知っておくと役に立つリハビリの知識を紹介

リハビリ床からの立ち上がりの評価

はじめに

急性期、回復期等どの病期で関わっていても退院間際や外泊前等に転倒時の対策や和室

などでの生活を想

定して床からの立ち上がりを評価するのではないでしょうか。もちろん、床からの立ち上がりを評価する

ということは床に降りていく動作も確認しないと成立しません。

今回は、床上動作の評価のポイントを順を追って確認していきたいと思います。

 

床へ降りていく動作

床へ降りていく動作、座っていく動作の全体像を考えるとまず、①立位保持が可能か②しゃがんでいく可

動域、立位バランスがあるのか③横座りが可能かの3点がポイントになっていきます。床に降りること

ができれば床からの起立はビデオの逆再生のように起立までの動きは可能と考えることもできます。

 

1 立位保持が可能か
まず、立位が保てるのかどうかという点が重要です。不安定な場合は椅子から座った所から行う、支持物のある中での動作となります。

 

2 しゃがんでいく動作
次に、立位から床面に向かってしゃがんで行く動作を評価していきます。重心位置が高い所から低い所へと移っていくので下肢筋の遠心性収縮も要求され、バランス能力が要求されます。10㎝台や20㎝台などを使ってしゃがむことが出来るか、起立できるか評価してみても良いと思います。

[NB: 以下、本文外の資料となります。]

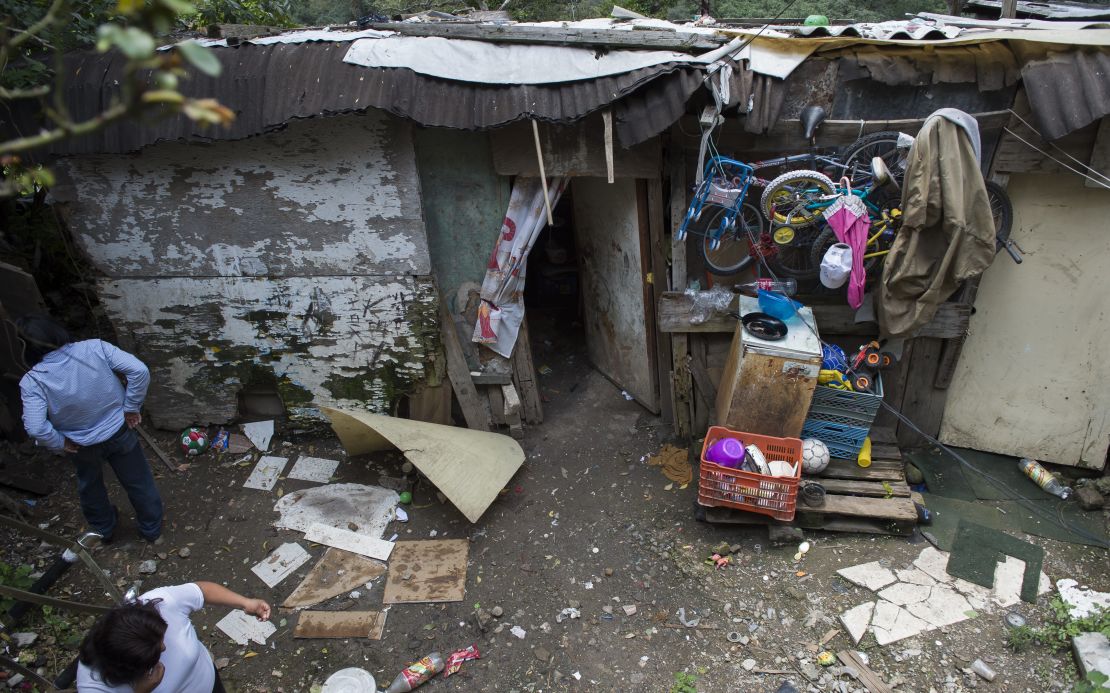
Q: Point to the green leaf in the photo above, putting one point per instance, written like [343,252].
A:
[201,58]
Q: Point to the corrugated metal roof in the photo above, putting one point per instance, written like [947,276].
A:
[1068,91]
[269,84]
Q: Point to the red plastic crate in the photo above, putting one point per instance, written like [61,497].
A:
[722,486]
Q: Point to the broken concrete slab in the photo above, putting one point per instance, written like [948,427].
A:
[260,433]
[468,466]
[856,620]
[319,470]
[869,575]
[243,629]
[1081,601]
[891,623]
[356,508]
[281,563]
[346,540]
[369,624]
[1092,653]
[337,572]
[264,476]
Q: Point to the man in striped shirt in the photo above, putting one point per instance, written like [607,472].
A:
[73,402]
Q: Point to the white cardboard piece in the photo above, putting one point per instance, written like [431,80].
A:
[242,628]
[349,541]
[281,562]
[265,473]
[260,433]
[313,469]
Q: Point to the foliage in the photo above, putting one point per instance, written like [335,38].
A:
[684,683]
[39,32]
[18,576]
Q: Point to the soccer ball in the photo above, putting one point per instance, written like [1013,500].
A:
[193,441]
[815,455]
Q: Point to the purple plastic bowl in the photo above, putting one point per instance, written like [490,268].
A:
[726,452]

また、あらかじめしゃがんで行く動作に必要な関節可動域があるのかも確認しておく必要があります。特に股関節、膝関節、足関節の屈曲方向への可動性は重要です。それによってどこまでしゃがんで行けるかも変わってきます。

 

3 横座りが可能か
床に降りていく動作の中で必要となってくるのが横座りの能力です。もちろん、正座や屈むようにして座る人もいると思いますが機能的な動作ではありません。しゃがんでいく中で、手を床に着き片膝立ちや四つ這いになりそこから横座りをしていくことが安全に床に降りていく動作です。ここでも、股関節の可動域を確認しておく必要があります。

 

床からの起立

床に降りていく動作を巻き戻して行う動きになります。ポイントとしては、座位から片膝立ちや四つ這いに姿勢を変換していくところと2番目の足をステップして立つことができるかが重要です。

 

 

1 座位からの姿勢変換
横座りや胡坐から四つ這いや片膝立ちになっていく動作が床から起立するために重要な動作です。立ちにくい場合は椅子や台に両手を置き、体幹を起こした中でやると楽に起立できます。四つ這い、片膝立ちいずれにしても、臀部支持での座位から膝に重心を移していく必要があります。難しい場合は、臀部の移動を介助する必要があります。

 

2 2番目の下肢のステップ
四つ這いからステップし片膝立ちになります。そこから、ステップした方の足に重心を乗せて、2番目の足もステップし両足で立っていきます。その時に2番目の足をしっかりステップできるかが重要です。ここでバランスを崩すと尻餅をついたり、側方に転倒する恐れがあります。

 

まとめ

床に降りていく動作、床からの起立に分けて床上動作を確認しました。それぞれの動作の構成要素をおさえて動作を評価していくことは大切です。床上動作は、重心の上下動を伴いバランス能力を要求され、身体の柔軟性も必要な動作です。普段の関わりの中で、どうゆう風に床上動作を行いそうな患者さんか常に意識しながら関わっていくことが大切です。

最後に、転倒対策として床からの起立を確認する人が多いと思いますが、骨折しているかもしれないようなひどい転倒の場合は動くことによる骨折を避けるため、そのまま動かないで助けを呼ぶ、救急車を呼んでもらうなど動かないことも患者さんに教える必要があります。